Dave Langton, VP Product, Matillion
With more and more data generated by individuals and enterprises each day, its importance to businesses also looms ever larger. When used and managed in the correct way, data is now the world’s most precious commodity. But because of its sheer volume, organisations often run the risk of incomplete or inconsistent datasets, which ultimately mean businesses missing out on significant market opportunities and profits. Because of this, research from the DAMA Data Management Body of Knowledge found that businesses invest 10 to 30% of revenues on solving these data quality problems.
Modern data teams, now recognising the importance of data integrity, are increasingly focusing their efforts on preserving it as they work to prepare data for analysis. If you’re not familiar with the term, ‘Data Integrity’ encompasses the accuracy, completeness, consistency, and compliance of data within systems. It’s an aspirational state that data teams aim to achieve, which also incorporates the processes that are used to achieve it. The definition comprises several aspects of data, from its physical integrity (how safely it is stored), to its logical integrity (its accuracy, completeness and correctness) and matters of compliance (whether it meets necessary standards, such as GDPR). Many modern distributed data systems have actually relaxed built-in support for checking logical integrity in the interests of maximising performance, leaving teams to explore other strategies for ensuring correctness.
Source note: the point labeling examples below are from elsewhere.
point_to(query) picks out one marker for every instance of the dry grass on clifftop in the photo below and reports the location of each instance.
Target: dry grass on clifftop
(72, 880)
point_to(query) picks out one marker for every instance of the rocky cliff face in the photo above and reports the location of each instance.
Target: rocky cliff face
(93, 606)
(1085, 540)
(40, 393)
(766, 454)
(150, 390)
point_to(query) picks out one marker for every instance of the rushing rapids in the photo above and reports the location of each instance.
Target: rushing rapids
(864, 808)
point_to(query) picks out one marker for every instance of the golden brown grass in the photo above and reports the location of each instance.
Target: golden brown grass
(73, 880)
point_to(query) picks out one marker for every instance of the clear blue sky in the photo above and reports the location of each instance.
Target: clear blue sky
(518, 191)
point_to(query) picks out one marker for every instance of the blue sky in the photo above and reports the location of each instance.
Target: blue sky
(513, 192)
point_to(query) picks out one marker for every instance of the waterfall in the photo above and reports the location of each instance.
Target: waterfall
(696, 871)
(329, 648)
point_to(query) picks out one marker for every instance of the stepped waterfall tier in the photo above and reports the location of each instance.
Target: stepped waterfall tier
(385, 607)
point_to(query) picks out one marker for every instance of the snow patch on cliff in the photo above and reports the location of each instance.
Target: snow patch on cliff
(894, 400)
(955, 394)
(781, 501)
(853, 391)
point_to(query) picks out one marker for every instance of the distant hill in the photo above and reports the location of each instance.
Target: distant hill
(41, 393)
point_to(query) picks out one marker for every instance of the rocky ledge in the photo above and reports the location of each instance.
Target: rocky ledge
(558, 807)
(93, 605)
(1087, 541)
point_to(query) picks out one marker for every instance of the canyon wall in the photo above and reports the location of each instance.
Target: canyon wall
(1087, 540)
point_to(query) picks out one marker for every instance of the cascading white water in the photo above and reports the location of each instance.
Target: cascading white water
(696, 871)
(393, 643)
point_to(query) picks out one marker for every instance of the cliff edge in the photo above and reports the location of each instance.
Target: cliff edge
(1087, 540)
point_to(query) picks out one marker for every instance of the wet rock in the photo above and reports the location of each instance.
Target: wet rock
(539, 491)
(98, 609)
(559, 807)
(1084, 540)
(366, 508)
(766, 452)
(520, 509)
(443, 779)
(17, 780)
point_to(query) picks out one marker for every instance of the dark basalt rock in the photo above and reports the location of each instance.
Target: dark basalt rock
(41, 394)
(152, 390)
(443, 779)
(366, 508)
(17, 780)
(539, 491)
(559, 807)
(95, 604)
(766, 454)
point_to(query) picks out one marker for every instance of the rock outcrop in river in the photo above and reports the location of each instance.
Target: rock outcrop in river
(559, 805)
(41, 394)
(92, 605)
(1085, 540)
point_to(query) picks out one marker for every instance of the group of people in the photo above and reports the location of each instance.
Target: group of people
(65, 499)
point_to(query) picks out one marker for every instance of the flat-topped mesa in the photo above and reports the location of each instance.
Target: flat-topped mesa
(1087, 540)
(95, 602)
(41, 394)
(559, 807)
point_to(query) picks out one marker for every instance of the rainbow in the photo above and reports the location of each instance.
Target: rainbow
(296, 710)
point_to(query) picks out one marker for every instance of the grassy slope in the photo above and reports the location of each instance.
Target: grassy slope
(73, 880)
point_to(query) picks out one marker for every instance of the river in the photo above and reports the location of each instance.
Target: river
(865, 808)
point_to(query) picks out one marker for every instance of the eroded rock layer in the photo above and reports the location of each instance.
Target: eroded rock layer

Achieving data integrity is ultimately a way to ensure better performance, reliability, and access for an organisation. As teams embark on data integrity initiatives, there are four key risks that they should be cognizant of:
- Assigning accountability – Without uniform standards, inputting and working with data can create inconsistencies throughout the data system. Accountability is key to any organisation’s success and is especially important when it comes to managing data. Without it, there will likely be uncertainty about who is ultimately responsible for the integrity of your data.
- Outdated and inconsistent systems – Consistency is another tenet of data integrity, most often compromised by overlapping and outdated systems. Are important details stored in a standardised format across the database? Are different groups within your organisation working with the same datasets? Inconsistent data inhibits quality by creating duplicate records, data that is invalid for certain criteria, or data that is inaccessible at a given time.
- Inaccurate or incomplete data – Taking on more data can increase the difficulty of spotting incomplete or inaccurate records. Unifying data that was captured from multiple disparate systems at different points in time can also leave blind spots or inaccuracies that become buried deeper and deeper in the growing data pool. Integrity requires not only being correct, but being able to withstand the demands on your data further down the line.
- Keeping track of data – The complications brought on by trying to track those mistakes down and resolve them weeks, months, or years in the future can be even more costly than the original errors. Not having reliable audit trails for your data means uncertainty about who made changes and when. Some establish audit trails without reviewing them, rendering them equally ineffective.
Once teams are aware of the areas to watch when it comes to maintaining data integrity, implementing a plan to achieve and maintain it is critical. Because data touches every aspect of the organisation — and data teams are under pressure to manage and deliver it properly — establishing a comprehensive plan to keep data clean is essential. There are four strategic steps to a data integrity plan that modern data teams should adopt:
- Invest in integration as your datasets grow – As a long-term investment, the time and resources required to integrate data now can pale in comparison to the money and manpower an organisation can save as datasets grow. Solutions such as data preparation and ETL applications can improve consistency by not only organising data, but cleansing it in the process to help remove inconsistencies. ETL is a critical step as data volumes increase and data types vary more widely.
- Factor in a ‘data steward’ – Give employees a place to turn by appointing a ‘data steward’ to oversee a specific set of data – or the organisation’s data system as a whole. In addition, regular training sessions with employees can minimise errors at the point of entry, and establish a system of accountability and a clear framework for managing data. As the data teams grow, a data catalogue can help democratise data usage further by building trust in the datasets that matter.
- Audit trails and validation – Stewards can also monitor audit trails and take quick corrective action. Audit trails reveal what changes have been made, and by whom, tracking alterations down to the date they were made. Inaccurate or incomplete data is not only identified, but tracked to its source. Through this process, stewards can also confidently validate the data being relied upon to guide the organisation’s future.
- Create a robust testing system – It is clear that audit trails aren’t as effective when they’re not being reviewed on a regular basis. Avoid guessing at data accuracy by creating a regular testing system that augments a strong validation process. This helps ensure, for example, that data hasn’t been entered into conflicting field types for weeks or months before being found out. Just like going to the doctor, finding the problem early is often the best way to tackle it.
Planning for the future is all about spotting and tackling potential obstacles before they grow into major issues. If data represents the new way of doing business, then success and profitability in that environment requires organisations to spend time making sure that their data integrity is prioritised alongside the tools needed to navigate a changing world – giving your organisation a place in it.